Duke has focused its collecting on 19th and 20th century Japan, identifying a few areas of strength - modern art history, women's and labor history, Japan's colonial history, modern literature, manga and anime. Some of these - such as labor history - date from the earliest hires in Japanese studies, while others are quite recent, although efforts have been made to build the collection retrospectively, especially in modern art history. Rather than trying to build a comprehensive collection, the primary aim is to support the faculty and students in the Triangle and to a lesser extent, to be a regional resource for faculty in the Southeast. The primary focus is on history, literature and the social sciences from 1868 to the present, but premodern social and economic history, and Buddhism are well represented, and basic materials are collected in premodern literature, religion, philosophy, language, law, sociology and anthropology. The collection also contains works in Japanese on Chinese art history, Daoism, Chinese and Korean history in the nineteenth and twentieth centuries, the Japanese colonial experience, US-Japan relations, the history of the European Community, world history and translations of world literature into Japanese.
Research that crosses both disciplinary and national boundaries is expanding the boundaries of the collection. This has meant that primary importance has been given to reference tools, electronic and print, that facilitate the identification of resources and core titles as well as materials directly relevant to faculty and graduate student research. The abundance of reprints being published in Japan has allowed Duke to acquire primary sources, especially visual ones. With the advancement of digital technology, the globalization of culture, and the breakdown of traditional knowledge, interdisciplinary and transcultural approaches to visual studies are imperative in the teaching and research of Japan. And given the programmatic emphasis on popular culture, Duke has built significant collections in advertising, film, women's magazines, manga and anime.

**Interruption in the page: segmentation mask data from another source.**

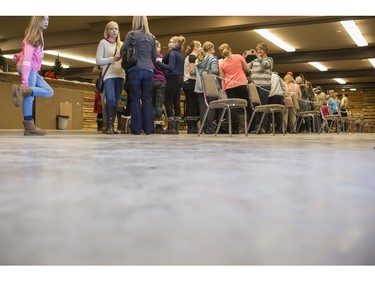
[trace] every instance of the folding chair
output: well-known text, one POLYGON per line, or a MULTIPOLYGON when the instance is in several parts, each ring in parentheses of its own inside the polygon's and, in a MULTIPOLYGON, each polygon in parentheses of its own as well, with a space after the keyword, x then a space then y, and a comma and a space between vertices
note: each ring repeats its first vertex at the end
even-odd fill
MULTIPOLYGON (((284 112, 285 112, 285 106, 283 104, 266 104, 262 105, 262 102, 260 101, 258 90, 255 86, 255 84, 249 84, 249 93, 250 93, 250 100, 251 100, 251 107, 253 108, 253 114, 251 115, 250 122, 248 124, 248 127, 246 129, 246 132, 249 131, 251 123, 253 122, 255 113, 261 112, 262 114, 262 119, 260 120, 260 124, 258 126, 258 129, 256 131, 256 134, 259 133, 259 130, 262 126, 264 116, 267 113, 272 114, 272 133, 275 135, 275 112, 281 112, 283 119, 284 119, 284 112), (254 104, 258 104, 257 106, 254 107, 254 104)), ((282 128, 283 128, 283 135, 285 135, 285 128, 284 128, 284 122, 282 123, 282 128)))
MULTIPOLYGON (((247 100, 244 99, 238 99, 238 98, 222 98, 220 95, 220 91, 217 88, 215 75, 207 74, 205 72, 201 72, 202 75, 202 85, 203 85, 203 95, 204 100, 206 102, 206 112, 204 114, 203 120, 200 123, 198 136, 201 135, 204 123, 206 122, 208 112, 210 110, 215 109, 223 109, 223 112, 220 115, 219 124, 217 125, 215 136, 219 132, 221 123, 223 122, 224 115, 226 112, 228 112, 228 127, 229 127, 229 135, 232 136, 232 120, 231 120, 231 110, 237 110, 239 108, 242 108, 244 111, 244 121, 245 121, 245 128, 247 126, 247 100), (207 97, 213 97, 216 98, 216 100, 211 101, 209 104, 207 102, 207 97)), ((247 130, 245 131, 245 135, 247 136, 247 130)))
MULTIPOLYGON (((339 122, 341 121, 340 114, 333 114, 331 106, 329 106, 329 105, 328 105, 328 112, 329 112, 329 115, 326 115, 323 118, 326 119, 327 121, 331 121, 331 122, 328 122, 328 127, 329 127, 330 130, 331 130, 333 124, 335 124, 336 125, 336 132, 337 132, 337 134, 340 134, 340 126, 339 126, 339 122)), ((323 113, 322 113, 322 116, 323 116, 323 113)))
MULTIPOLYGON (((298 103, 298 99, 295 95, 293 95, 293 102, 294 102, 294 104, 298 103)), ((295 129, 296 129, 295 131, 298 132, 299 128, 302 125, 302 121, 304 120, 306 122, 306 119, 308 119, 309 117, 311 117, 311 119, 313 121, 313 132, 314 132, 314 134, 316 132, 315 128, 317 128, 318 129, 318 135, 319 135, 320 134, 320 111, 318 111, 318 110, 297 111, 297 121, 296 121, 296 125, 295 125, 295 129), (315 118, 316 118, 316 121, 318 122, 317 127, 315 127, 315 118), (298 121, 300 121, 299 124, 298 124, 298 121)))

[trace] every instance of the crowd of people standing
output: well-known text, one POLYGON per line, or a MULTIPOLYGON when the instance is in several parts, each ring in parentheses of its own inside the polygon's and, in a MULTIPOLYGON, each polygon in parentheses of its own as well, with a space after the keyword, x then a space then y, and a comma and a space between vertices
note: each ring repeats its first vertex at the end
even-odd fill
MULTIPOLYGON (((37 128, 33 120, 32 103, 35 96, 50 97, 52 88, 38 74, 43 59, 43 30, 48 27, 48 16, 32 17, 25 32, 22 51, 15 56, 17 70, 22 77, 21 85, 13 85, 12 98, 16 106, 23 104, 24 134, 44 135, 43 129, 37 128)), ((126 86, 126 112, 130 115, 130 132, 139 135, 151 133, 179 134, 181 118, 185 117, 187 133, 196 134, 199 126, 203 133, 215 131, 216 113, 210 112, 205 124, 200 124, 207 104, 212 101, 204 95, 202 73, 215 75, 219 91, 225 91, 228 98, 241 98, 248 102, 248 119, 253 112, 253 104, 249 97, 248 83, 256 85, 260 101, 265 104, 284 104, 284 118, 276 114, 276 132, 282 128, 287 132, 296 132, 297 111, 319 109, 326 101, 332 114, 345 116, 349 106, 347 95, 340 103, 334 91, 329 92, 329 99, 318 87, 312 88, 303 75, 293 77, 288 72, 282 79, 273 71, 274 61, 268 56, 269 46, 259 43, 255 49, 246 50, 242 55, 232 53, 229 44, 219 46, 220 59, 215 56, 212 42, 201 44, 197 40, 185 48, 183 36, 172 36, 166 54, 161 53, 161 44, 150 32, 146 16, 134 16, 132 29, 121 41, 119 25, 115 21, 106 24, 103 39, 100 40, 96 52, 96 64, 102 68, 104 75, 104 91, 97 92, 94 112, 98 113, 98 130, 108 135, 117 134, 114 127, 118 104, 124 86, 126 86), (129 69, 122 68, 123 53, 131 47, 132 40, 136 45, 136 64, 129 69), (184 53, 186 56, 184 56, 184 53), (306 82, 306 83, 305 83, 306 82), (185 116, 181 115, 181 90, 185 94, 185 116), (295 96, 300 102, 295 104, 295 96), (168 126, 163 128, 163 105, 168 126), (315 108, 314 108, 315 107, 315 108), (155 122, 156 125, 155 125, 155 122), (159 123, 158 123, 159 122, 159 123)), ((246 130, 243 117, 237 110, 232 111, 233 133, 246 130)), ((118 123, 121 118, 118 118, 118 123)), ((259 128, 260 116, 255 116, 251 131, 266 133, 270 131, 268 116, 259 128)), ((303 129, 309 130, 309 124, 303 129)))

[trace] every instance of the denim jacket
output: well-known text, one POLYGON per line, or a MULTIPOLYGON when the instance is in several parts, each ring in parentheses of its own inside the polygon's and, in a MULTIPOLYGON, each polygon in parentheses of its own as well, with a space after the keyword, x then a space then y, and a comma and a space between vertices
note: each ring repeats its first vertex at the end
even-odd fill
MULTIPOLYGON (((137 66, 142 69, 154 69, 152 59, 156 59, 158 54, 156 51, 155 36, 146 34, 141 30, 134 30, 134 39, 136 42, 137 66)), ((125 37, 124 44, 121 47, 121 55, 124 50, 130 47, 131 31, 125 37)))

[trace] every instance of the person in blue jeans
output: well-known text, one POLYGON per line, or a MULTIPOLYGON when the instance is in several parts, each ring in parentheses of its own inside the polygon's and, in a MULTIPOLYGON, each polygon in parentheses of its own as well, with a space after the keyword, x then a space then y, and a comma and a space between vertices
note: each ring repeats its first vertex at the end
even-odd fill
POLYGON ((133 135, 146 135, 154 129, 154 109, 152 107, 152 82, 154 64, 152 59, 157 58, 156 39, 150 33, 146 16, 134 16, 132 30, 125 37, 121 54, 130 47, 131 33, 134 33, 136 43, 137 64, 128 69, 128 80, 131 92, 130 131, 133 135))
POLYGON ((46 131, 35 126, 33 102, 35 97, 52 97, 53 90, 38 72, 41 69, 44 50, 43 30, 49 24, 48 16, 31 17, 22 42, 22 51, 15 55, 17 71, 21 75, 21 85, 12 86, 15 106, 23 105, 23 125, 25 136, 43 136, 46 131))
POLYGON ((103 115, 106 117, 103 133, 107 135, 117 134, 114 122, 125 79, 125 72, 121 67, 121 44, 118 23, 108 22, 104 29, 104 38, 100 40, 96 51, 96 64, 103 66, 103 73, 106 71, 102 102, 105 104, 103 115))

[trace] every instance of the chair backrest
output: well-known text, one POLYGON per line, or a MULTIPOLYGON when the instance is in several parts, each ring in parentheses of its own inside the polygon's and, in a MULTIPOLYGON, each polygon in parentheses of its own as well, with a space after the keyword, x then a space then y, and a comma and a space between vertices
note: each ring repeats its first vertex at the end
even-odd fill
POLYGON ((262 102, 260 101, 259 93, 257 90, 257 86, 255 86, 255 84, 253 83, 250 83, 248 84, 248 88, 249 88, 251 103, 262 105, 262 102))
POLYGON ((215 75, 202 72, 202 85, 206 97, 219 98, 215 75))
POLYGON ((292 99, 293 99, 293 104, 294 104, 294 107, 296 108, 296 110, 300 110, 300 106, 299 106, 299 101, 298 101, 298 98, 297 98, 297 95, 294 93, 292 95, 292 99))

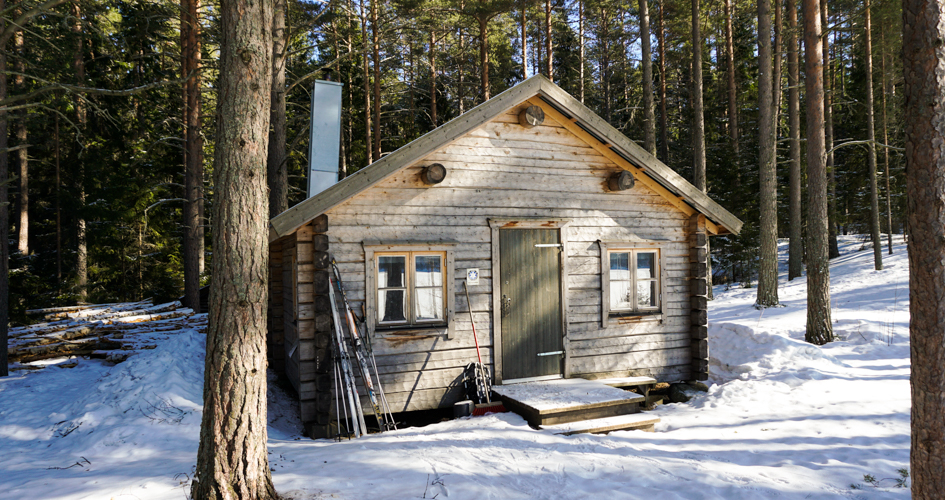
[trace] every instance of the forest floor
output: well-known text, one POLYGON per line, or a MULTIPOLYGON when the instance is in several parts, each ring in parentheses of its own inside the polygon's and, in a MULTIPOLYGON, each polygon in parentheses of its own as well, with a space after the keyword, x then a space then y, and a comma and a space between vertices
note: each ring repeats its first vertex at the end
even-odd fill
MULTIPOLYGON (((655 433, 558 436, 504 413, 312 441, 270 383, 276 488, 295 500, 909 498, 908 259, 897 243, 874 271, 872 252, 844 238, 831 267, 842 340, 824 347, 804 342, 805 278, 782 272, 784 307, 764 311, 755 289, 716 287, 709 391, 658 407, 655 433)), ((0 496, 186 498, 204 337, 154 342, 118 365, 13 366, 0 380, 0 496)))

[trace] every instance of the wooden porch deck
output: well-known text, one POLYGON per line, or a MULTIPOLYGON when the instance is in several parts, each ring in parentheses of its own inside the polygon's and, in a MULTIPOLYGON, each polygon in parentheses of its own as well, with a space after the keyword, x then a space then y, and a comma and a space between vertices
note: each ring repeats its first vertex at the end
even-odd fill
POLYGON ((560 433, 603 433, 615 430, 652 430, 656 417, 625 418, 639 413, 646 396, 614 386, 649 386, 653 379, 634 377, 630 383, 617 379, 607 381, 582 378, 545 380, 493 386, 509 410, 518 413, 536 427, 555 427, 560 433), (621 418, 623 417, 623 418, 621 418), (582 425, 562 425, 582 422, 582 425), (560 427, 560 429, 557 429, 560 427))

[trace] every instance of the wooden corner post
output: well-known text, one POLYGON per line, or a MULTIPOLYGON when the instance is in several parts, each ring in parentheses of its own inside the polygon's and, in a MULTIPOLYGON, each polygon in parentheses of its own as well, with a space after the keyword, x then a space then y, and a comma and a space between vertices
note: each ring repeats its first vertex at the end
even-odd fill
POLYGON ((696 213, 689 218, 692 380, 709 378, 708 264, 709 234, 705 215, 696 213))
POLYGON ((299 401, 305 433, 331 437, 331 303, 328 299, 328 216, 319 215, 299 233, 299 343, 301 387, 299 401))

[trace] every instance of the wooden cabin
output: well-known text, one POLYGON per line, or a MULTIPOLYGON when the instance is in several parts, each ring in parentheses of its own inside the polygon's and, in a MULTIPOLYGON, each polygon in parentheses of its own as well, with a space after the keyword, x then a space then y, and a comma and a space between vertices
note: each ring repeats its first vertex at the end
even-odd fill
POLYGON ((270 363, 327 435, 334 258, 395 412, 464 399, 470 310, 494 384, 705 380, 706 245, 741 226, 535 76, 271 221, 270 363))

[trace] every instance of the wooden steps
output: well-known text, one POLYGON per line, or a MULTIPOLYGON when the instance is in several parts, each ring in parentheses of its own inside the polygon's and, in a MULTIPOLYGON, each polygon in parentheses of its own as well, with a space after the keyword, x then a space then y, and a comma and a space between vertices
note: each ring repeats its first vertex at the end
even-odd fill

Duke's Rubenstein Library has a strong collection of reports from missionaries, early British diplomats to Japan, the East India company papers, diaries and letters from merchants and seamen as well as items in such collections as the Stereographic card collection, 1860-1928, and the postcard collection. For Japan, it also has the Papers of General Robert L. Eichelberger (1886-1961), who commanded all ground occupation troops in Japan (1945-1948), and materials related to Japanese advertising in the Hartman Center. There are also smaller collections such as Japanese wartime propaganda publications.